Off snapped the overhead lights, unexpectedly. The footsteps and the voices retreated.

Scritch … scritch … scritch … scritch … scritch

Hely—rigid, his palms pressed between his knees—stared out hopelessly into the dim. The snake’s belly was still visible, just barely, through the screen. What if he had to spend the night here? Helplessly, his thoughts skittered and bumped around in such a wild confusion that he felt sick. Remember your exits , he told himself; that was what his Health workbook said to do in case of fire or emergency, but he had not been paying very good attention and the exits he did remember were of absolutely no use: back door, inaccessible … inside staircase, padlocked by the Mormons … bathroom window—yes, that was possible—though coming in had been hard enough, never mind trying to squeeze out again unheard, and in the dark….

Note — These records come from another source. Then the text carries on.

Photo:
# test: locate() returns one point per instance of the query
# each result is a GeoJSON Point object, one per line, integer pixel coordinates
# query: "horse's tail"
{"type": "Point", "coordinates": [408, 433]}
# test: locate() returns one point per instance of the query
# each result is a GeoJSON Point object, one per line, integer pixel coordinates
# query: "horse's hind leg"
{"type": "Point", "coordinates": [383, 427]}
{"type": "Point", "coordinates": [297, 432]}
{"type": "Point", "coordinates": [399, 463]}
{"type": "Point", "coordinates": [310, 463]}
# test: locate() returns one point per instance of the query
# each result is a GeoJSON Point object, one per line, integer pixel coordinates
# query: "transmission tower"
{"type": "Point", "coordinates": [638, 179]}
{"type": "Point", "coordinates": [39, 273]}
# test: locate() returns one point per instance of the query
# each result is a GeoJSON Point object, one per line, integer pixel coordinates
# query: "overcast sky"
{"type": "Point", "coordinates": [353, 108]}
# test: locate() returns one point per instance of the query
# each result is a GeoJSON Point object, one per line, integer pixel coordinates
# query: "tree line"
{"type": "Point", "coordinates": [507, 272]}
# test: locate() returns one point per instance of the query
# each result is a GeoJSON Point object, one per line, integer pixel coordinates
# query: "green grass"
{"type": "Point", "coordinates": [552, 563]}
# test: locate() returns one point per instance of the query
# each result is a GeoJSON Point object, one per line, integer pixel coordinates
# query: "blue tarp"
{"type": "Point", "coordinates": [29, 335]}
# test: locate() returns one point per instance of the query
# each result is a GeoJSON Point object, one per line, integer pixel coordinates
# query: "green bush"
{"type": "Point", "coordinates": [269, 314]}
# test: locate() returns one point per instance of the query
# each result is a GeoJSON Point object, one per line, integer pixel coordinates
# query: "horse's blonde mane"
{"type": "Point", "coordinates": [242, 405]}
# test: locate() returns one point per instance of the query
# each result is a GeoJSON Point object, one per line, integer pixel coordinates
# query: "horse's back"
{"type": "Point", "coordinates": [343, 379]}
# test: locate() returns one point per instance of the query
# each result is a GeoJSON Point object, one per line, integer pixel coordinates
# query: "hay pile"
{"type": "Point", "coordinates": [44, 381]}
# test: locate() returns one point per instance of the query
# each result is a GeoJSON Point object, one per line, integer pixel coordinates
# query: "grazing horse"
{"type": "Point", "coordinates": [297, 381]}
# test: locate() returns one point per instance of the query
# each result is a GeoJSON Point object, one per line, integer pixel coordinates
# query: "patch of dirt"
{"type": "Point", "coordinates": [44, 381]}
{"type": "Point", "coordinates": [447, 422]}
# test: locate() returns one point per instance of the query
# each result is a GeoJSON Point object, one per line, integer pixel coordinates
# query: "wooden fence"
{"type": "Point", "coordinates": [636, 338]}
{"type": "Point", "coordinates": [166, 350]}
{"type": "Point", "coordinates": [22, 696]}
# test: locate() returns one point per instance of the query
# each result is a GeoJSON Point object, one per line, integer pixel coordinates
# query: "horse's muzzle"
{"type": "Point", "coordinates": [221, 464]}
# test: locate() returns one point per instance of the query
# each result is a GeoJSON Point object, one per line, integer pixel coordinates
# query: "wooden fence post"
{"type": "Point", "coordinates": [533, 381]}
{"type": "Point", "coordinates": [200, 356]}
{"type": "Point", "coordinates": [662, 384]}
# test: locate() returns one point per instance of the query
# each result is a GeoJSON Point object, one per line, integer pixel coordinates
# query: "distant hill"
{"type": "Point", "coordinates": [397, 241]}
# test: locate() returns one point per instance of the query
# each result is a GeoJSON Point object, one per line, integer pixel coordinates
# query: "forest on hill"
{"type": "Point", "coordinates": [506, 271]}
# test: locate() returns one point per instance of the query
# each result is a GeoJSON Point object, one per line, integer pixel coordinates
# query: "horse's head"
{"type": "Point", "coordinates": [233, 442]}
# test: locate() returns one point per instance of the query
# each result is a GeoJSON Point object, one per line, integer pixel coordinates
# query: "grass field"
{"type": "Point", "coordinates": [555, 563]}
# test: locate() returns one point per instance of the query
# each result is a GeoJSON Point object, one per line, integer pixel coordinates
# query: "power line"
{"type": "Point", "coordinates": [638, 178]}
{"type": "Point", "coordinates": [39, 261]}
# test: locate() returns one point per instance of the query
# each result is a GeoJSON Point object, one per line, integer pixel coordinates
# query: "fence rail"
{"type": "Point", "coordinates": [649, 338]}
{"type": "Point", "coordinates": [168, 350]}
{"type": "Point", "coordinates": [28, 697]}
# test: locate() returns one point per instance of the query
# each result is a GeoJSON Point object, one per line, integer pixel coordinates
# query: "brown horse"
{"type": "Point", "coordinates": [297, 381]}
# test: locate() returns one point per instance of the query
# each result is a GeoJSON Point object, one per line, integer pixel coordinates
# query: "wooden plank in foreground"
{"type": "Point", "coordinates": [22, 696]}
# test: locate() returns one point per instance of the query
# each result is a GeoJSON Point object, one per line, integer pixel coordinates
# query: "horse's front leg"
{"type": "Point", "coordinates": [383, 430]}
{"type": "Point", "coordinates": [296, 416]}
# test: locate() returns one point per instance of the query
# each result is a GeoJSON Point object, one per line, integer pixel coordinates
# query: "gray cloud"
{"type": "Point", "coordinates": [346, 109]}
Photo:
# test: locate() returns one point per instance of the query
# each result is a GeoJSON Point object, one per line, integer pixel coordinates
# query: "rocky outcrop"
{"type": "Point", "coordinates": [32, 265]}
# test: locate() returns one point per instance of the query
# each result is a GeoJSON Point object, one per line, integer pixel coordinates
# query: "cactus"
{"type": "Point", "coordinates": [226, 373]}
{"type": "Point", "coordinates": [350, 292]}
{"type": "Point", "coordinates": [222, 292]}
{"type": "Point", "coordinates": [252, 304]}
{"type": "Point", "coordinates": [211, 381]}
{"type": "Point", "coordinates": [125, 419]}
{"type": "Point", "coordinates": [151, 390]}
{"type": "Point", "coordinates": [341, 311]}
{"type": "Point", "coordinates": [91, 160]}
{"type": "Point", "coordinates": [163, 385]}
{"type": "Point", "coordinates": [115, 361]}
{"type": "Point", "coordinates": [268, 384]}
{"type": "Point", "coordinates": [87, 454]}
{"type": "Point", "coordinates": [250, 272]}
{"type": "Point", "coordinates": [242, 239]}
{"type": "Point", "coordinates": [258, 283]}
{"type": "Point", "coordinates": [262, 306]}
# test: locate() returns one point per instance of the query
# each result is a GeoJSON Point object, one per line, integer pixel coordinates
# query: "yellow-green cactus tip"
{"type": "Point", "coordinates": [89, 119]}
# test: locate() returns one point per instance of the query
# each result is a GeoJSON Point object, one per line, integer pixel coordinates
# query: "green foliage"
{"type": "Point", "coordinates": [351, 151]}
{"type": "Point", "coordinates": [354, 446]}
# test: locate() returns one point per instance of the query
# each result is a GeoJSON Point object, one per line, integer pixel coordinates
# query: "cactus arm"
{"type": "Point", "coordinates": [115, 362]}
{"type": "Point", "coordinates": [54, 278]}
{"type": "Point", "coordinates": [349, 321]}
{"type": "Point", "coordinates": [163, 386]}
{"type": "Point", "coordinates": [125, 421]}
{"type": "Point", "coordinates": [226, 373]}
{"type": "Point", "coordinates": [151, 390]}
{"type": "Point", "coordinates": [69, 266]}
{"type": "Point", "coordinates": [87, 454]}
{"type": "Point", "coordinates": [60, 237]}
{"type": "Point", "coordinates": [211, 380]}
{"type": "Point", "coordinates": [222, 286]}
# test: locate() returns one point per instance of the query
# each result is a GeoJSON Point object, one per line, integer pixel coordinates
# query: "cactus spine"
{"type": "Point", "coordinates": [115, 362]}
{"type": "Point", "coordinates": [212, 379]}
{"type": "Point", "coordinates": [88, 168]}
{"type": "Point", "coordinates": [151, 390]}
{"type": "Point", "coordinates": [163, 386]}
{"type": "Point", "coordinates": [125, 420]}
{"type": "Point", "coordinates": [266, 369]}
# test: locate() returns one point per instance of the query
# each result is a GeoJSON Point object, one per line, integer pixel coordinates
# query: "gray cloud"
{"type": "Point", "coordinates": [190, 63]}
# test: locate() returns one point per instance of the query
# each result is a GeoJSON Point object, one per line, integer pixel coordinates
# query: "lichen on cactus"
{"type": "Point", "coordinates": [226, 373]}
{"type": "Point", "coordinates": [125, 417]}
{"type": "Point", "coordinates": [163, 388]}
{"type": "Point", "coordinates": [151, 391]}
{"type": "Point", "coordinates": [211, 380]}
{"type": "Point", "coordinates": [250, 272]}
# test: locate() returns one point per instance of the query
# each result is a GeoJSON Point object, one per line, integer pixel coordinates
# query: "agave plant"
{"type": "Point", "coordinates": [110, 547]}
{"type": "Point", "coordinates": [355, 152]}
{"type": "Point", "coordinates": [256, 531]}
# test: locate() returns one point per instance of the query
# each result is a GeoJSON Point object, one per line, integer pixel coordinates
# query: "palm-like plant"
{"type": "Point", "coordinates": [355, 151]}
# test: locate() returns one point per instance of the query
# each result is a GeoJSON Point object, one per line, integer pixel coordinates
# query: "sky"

For the first time, he remembered Harriet. Where was she? He tried to think what he would do if their positions were reversed. Would she have the sense to run get someone? In any other circumstances Hely would sooner have her pour hot coals down his back than call his dad, but now—short of death—he saw no alternative. Balding, soft around the middle, Hely’s father was neither large nor imposing; if anything, he was slightly below the average height but his years as a high-school administrator had given him a gaze which was Authority itself, and a stony manner of stretching out his silences at which even grown men faltered.